Home Lifestyle Arts

Book Review: Dougie’s War, by Rodge Glass

Dougie’s War, by Rodge GlassPublished by Freight, £14.95

BASED on accounts from several different sources this graphic novel is a stark account of a life blighted by post traumatic stress disorder.

Dougie is a Scottish soldier fresh home from a tour of duty in Afghanistan and discharged from the army following injury.

On the surface everything’s dandy.

All his old pals are pleased to see him home, happy to stand him a drink and listen to his tales of what a great time he had on the front line - “I showed them right enough”.

Behind the bravado, though, he’s literally haunted by his experiences, more than once quaking in the face of terrifying visions of armed and fork-tongued natives.

None of which are quite as frightening as his alternative vision, of his dead comrades coming back to take him with them.

Dougie is weighed down by survivor’s guilt and a sense of drift as a trained soldier struggling to cope in a civilian world full of endless form-filling and little in the way of real help or understanding.

All around him there are those with their own views on the conflict and even what it is to be a soldier, and news reports pursue him wherever he goes, talking about the brave dead and the respect paid to them - in sharp contrast to his own experience as the one who lived.

The tragic ending is never really in doubt, but when it comes it still packs a fairly hefty wallop.

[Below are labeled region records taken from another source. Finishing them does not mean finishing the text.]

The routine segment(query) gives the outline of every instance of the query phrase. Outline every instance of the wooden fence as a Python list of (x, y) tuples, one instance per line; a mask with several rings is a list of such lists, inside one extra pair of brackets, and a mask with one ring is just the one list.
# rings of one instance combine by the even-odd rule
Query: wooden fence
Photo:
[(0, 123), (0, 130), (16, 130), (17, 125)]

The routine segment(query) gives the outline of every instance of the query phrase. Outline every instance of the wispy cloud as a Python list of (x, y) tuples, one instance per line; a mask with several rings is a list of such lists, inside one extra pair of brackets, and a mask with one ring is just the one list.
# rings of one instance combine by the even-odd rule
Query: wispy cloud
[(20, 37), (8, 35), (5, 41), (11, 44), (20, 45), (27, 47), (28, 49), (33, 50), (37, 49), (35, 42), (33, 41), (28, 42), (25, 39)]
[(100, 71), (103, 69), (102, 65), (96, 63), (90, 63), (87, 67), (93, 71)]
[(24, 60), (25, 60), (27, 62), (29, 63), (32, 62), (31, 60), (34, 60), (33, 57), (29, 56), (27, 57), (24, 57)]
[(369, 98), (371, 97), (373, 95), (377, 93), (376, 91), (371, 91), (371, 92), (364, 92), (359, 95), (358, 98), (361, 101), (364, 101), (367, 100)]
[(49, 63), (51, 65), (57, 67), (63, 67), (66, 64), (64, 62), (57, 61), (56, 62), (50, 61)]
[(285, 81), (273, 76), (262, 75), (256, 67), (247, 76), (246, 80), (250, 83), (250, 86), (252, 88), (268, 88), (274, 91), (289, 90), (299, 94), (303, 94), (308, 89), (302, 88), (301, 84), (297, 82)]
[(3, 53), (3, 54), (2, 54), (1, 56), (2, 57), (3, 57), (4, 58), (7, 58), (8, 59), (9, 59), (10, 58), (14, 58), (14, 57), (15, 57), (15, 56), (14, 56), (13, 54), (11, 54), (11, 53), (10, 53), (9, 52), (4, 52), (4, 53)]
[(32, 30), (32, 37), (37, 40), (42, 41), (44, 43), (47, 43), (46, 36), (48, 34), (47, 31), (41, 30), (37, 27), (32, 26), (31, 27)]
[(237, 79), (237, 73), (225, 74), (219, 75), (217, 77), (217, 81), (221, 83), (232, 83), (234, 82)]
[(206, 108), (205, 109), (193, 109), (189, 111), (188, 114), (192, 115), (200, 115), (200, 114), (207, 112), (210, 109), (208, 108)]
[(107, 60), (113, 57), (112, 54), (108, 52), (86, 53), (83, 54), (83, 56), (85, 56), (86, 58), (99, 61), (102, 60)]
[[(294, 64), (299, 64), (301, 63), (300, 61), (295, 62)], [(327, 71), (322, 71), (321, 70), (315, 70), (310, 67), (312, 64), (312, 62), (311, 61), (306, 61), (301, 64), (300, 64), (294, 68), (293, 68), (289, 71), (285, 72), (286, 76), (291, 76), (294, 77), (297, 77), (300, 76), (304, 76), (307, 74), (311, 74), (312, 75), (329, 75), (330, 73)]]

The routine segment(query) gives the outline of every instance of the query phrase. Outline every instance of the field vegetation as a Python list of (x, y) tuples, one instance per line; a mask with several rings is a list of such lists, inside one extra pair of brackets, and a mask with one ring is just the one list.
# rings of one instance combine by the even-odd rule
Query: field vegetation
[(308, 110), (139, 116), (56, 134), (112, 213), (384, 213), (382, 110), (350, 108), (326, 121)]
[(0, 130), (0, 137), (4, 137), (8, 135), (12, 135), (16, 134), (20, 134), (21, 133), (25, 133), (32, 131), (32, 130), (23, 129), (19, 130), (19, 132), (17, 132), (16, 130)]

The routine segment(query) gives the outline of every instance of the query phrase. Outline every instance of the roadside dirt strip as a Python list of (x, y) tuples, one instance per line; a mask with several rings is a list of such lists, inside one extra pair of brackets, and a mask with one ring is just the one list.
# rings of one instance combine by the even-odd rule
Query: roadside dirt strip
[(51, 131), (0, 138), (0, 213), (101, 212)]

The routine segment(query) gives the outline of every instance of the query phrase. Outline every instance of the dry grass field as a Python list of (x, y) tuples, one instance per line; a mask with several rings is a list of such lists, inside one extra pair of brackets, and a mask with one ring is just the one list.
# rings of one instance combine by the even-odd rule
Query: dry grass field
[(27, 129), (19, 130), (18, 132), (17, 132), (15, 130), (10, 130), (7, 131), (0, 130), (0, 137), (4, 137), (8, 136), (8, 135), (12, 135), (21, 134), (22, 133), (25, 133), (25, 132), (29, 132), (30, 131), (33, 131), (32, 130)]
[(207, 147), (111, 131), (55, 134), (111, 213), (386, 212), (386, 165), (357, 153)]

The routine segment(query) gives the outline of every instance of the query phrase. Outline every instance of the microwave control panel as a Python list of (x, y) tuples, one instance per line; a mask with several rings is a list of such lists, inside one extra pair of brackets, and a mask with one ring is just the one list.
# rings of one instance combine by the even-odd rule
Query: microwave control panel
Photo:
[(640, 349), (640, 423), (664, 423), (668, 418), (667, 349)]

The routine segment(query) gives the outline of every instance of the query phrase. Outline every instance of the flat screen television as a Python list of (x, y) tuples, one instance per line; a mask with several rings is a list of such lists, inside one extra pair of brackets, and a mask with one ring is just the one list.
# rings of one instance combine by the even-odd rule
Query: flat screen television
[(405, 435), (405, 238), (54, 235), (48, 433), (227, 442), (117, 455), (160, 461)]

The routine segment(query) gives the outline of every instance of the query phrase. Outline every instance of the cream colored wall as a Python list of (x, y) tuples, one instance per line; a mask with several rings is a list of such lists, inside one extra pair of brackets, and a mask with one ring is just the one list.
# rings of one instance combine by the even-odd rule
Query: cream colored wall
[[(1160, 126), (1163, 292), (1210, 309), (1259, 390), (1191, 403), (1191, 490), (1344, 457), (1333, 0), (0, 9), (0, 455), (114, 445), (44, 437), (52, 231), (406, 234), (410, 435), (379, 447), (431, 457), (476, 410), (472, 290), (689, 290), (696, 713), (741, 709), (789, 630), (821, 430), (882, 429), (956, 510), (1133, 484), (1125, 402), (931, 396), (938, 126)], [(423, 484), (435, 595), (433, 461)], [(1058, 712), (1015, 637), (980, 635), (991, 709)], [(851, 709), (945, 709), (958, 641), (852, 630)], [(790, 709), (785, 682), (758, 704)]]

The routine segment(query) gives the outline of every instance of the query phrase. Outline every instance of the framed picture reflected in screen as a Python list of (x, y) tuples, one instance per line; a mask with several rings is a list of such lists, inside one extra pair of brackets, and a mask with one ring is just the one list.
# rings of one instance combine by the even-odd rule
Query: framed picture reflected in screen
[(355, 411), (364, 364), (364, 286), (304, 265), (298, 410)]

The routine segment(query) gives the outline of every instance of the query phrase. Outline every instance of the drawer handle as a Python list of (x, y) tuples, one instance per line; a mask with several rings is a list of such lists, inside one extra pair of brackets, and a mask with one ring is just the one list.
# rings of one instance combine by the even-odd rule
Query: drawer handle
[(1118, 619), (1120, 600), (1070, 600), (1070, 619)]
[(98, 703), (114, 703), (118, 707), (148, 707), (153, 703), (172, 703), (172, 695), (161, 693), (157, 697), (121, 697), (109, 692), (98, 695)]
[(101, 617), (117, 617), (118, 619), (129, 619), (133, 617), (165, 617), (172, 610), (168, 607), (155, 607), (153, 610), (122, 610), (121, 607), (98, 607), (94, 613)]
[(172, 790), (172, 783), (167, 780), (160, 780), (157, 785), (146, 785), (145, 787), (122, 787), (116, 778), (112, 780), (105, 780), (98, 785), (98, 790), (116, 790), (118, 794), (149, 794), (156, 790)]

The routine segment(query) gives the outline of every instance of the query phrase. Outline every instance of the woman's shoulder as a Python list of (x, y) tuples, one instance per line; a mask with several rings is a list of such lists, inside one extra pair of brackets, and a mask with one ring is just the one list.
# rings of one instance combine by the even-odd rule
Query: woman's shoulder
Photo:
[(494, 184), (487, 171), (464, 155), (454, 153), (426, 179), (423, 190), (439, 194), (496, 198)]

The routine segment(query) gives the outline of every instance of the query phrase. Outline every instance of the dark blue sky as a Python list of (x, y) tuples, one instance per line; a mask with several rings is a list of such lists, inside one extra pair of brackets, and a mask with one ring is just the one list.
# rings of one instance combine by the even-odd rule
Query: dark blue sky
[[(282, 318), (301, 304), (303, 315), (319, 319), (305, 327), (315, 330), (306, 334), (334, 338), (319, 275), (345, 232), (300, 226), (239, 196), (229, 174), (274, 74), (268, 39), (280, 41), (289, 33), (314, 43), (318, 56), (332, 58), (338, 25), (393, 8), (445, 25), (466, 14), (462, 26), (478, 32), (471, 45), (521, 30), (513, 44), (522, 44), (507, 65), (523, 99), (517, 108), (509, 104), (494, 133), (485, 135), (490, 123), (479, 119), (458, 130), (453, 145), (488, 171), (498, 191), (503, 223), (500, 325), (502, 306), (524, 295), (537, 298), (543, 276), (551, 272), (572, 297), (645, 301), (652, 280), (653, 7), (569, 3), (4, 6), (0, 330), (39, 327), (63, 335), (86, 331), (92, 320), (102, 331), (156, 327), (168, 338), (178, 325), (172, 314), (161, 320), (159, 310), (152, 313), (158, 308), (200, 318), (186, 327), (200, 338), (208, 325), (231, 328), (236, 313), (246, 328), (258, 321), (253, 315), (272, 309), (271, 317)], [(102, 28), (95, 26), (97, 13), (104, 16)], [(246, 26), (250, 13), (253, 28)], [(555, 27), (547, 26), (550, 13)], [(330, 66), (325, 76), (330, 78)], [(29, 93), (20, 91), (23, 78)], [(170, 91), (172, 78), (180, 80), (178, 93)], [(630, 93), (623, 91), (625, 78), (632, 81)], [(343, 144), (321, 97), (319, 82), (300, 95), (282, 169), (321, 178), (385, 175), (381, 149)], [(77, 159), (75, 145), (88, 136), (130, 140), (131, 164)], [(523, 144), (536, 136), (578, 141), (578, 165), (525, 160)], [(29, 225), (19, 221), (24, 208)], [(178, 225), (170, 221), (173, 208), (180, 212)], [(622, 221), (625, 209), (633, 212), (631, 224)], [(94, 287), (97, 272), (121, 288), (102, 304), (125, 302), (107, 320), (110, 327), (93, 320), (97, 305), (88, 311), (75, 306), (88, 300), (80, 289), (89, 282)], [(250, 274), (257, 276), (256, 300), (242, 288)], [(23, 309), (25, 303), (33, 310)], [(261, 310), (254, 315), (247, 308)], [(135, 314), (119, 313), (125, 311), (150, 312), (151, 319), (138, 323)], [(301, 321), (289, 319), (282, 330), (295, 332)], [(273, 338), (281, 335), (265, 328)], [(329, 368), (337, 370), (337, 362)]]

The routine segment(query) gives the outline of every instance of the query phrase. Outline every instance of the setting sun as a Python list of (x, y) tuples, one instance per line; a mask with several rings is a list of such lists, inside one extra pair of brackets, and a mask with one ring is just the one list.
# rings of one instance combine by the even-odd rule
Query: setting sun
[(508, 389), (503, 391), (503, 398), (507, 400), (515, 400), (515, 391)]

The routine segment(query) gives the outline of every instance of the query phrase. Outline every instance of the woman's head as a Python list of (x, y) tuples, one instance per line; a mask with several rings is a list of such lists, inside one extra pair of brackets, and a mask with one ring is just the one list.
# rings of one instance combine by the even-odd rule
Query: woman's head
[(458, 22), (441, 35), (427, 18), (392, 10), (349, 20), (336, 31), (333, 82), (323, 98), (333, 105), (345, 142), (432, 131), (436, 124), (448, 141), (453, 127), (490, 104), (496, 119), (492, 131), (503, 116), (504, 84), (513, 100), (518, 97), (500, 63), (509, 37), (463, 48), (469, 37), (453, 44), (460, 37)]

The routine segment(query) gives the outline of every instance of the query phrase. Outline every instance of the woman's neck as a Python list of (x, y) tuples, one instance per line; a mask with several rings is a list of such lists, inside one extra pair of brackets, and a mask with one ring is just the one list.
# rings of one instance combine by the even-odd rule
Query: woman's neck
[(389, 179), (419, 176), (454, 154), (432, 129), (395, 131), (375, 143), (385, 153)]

Author Rodge Glass’s script is spare and to the point, giving Dougie a largely authentic sounding voice whether in dialogue or boxed-off thoughts.

Bearing in mind the form he’s working in here he also clearly knows when words aren’t necessary and artist Dave Turbitt’s deceptively simple sketchlike drawings can be allowed to simply speak for themselves - which they do most eloquently and powerfully, and with a great cinematic quality.

If it’s a bit didactic over all that feeling is only reinforced by the extended article that follows, with its descriptions of real life armed forces experiences, and then the extracts from late 70s/ early 80s comic strip Tommy’s War about life in the First World War trenches that inspired this modern day story.

Taken all together it makes the work feel like something prepared as a school resource pack, but that shouldn’t stop even already well-informed adult audiences from finding much to provoke and stimulate.